В джазе только хулиганы
Шрифт:
— Тебя-то я жалею, Кирилл. А вот Регинка-а-а… теперь будет раз в десять больше огребать, — рассмеялась преподавательница. — Она когда с детьми ходила по расписанию, я её начинаю слушать, и уши расслабля-я-яются. Знаешь же, какие мелкие ребятки визгливые, у них нёбо ещё не сформировано, голосочек паршивенький! А Регина едва подучилась и на их фоне ну прям суперзвезда со своим «Дальнобойщиком».
Заканчивайте, блин, надо мной ржать! Надорвётесь ещё!
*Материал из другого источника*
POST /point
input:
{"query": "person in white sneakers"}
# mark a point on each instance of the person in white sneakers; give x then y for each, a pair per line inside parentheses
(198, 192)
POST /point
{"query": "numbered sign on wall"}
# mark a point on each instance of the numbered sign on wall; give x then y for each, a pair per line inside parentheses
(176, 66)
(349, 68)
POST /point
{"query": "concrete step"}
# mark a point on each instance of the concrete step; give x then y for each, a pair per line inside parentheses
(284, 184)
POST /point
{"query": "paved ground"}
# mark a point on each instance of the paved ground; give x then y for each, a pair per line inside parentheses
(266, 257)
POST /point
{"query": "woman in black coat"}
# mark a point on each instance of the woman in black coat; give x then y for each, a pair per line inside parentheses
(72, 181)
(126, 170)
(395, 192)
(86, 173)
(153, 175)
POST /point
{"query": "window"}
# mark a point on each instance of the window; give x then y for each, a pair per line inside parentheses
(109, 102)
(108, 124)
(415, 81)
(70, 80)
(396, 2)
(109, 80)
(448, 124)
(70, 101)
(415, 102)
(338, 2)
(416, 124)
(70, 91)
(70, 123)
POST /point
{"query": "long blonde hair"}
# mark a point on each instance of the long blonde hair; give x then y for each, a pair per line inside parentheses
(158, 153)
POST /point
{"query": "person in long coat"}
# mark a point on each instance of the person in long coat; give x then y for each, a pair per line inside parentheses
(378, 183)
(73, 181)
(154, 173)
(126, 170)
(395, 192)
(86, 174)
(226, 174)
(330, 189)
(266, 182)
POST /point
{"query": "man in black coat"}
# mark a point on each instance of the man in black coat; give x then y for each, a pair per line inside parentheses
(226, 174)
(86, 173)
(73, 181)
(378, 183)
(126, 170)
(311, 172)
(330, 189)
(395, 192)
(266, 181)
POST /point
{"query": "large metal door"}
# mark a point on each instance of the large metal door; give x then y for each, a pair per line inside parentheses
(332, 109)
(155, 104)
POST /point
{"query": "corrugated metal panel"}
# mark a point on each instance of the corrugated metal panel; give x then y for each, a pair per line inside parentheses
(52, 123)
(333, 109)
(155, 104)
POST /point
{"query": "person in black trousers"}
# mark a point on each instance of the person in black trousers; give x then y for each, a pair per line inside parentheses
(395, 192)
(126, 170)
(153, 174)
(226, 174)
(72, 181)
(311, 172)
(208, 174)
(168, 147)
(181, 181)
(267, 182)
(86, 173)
Соколов едва не смахнул слезу, бесшумно дрожа от смеха. Я отважилась вмешаться:
—
— А вот сейчас и посмотрим, Регина! Готовь давай флэшку, — я тут же забралась рукой в карман сумки. Надин помахала у раскрасневшегося лица ладонью и заглянула на горящий экран беговой дорожки. — Гляди-ка, работает… Ну а ты чего, Кирилл? Споёшь мне что-нибудь перед уходом? «Feeling good» Бубле, например?
Я даже прервала поиски флэшки, чтобы удостовериться, что он растерялся и прикусил нижнюю губу.
— Ну-у-у…
— Соколов! Безобразник! Часики тик-так, тик-так… не успеешь штаны свои протереть, уже январские каникулы и Черногория!
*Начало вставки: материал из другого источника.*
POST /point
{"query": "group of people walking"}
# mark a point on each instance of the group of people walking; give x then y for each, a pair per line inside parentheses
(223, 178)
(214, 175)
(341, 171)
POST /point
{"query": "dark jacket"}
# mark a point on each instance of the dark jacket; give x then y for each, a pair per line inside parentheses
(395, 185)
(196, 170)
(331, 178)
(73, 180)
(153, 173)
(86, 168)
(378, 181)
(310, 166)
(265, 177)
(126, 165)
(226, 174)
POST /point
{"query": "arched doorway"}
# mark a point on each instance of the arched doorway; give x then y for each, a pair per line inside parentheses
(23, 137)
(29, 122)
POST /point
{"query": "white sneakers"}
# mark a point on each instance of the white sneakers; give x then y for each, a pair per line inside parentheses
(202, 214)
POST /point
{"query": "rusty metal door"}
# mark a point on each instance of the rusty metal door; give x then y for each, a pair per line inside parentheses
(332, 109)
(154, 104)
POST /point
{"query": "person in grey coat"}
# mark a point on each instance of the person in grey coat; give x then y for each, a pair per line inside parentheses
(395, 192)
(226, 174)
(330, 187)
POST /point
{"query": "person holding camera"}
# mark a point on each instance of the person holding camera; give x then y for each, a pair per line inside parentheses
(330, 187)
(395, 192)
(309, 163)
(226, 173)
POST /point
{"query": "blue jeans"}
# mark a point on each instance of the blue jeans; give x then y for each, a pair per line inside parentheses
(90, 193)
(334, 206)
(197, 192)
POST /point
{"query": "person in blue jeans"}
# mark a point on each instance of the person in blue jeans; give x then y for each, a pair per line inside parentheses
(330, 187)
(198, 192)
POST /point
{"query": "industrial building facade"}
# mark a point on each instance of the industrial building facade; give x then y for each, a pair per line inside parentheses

— Да спою-спою! — заулыбался он. — Уже включаю.
Глава 17. Коррида
— Давай, Регин, садись. Сейчас он нам покажет класс, — Надин Дмитриевна уже соорудила себе чай и сладко его отхлебнула, вразвалочку обустраиваясь на диване. Похлопала по свободному месту, подзывая меня. — Только нам как положено, пожалуйста! С выходом на сцену, поклонами, под минусовку и в микрофон. Он там за пультом настроенный лежит.
Соколов, держащий на руках ноутбук в другом конце кабинета, стрельнул в Надин возмущённым взглядом из-за края корпуса.«При ней что ли?»— вполне мог бы снова ляпнуть он. Но вдруг смиренно уставился в экран, от которого заблестели его светлые серьёзные глаза. Не поняла…
— Тогда объявите меня, — донеслось с запозданием.
— Объявлю. Побыстрее давай, времени мало.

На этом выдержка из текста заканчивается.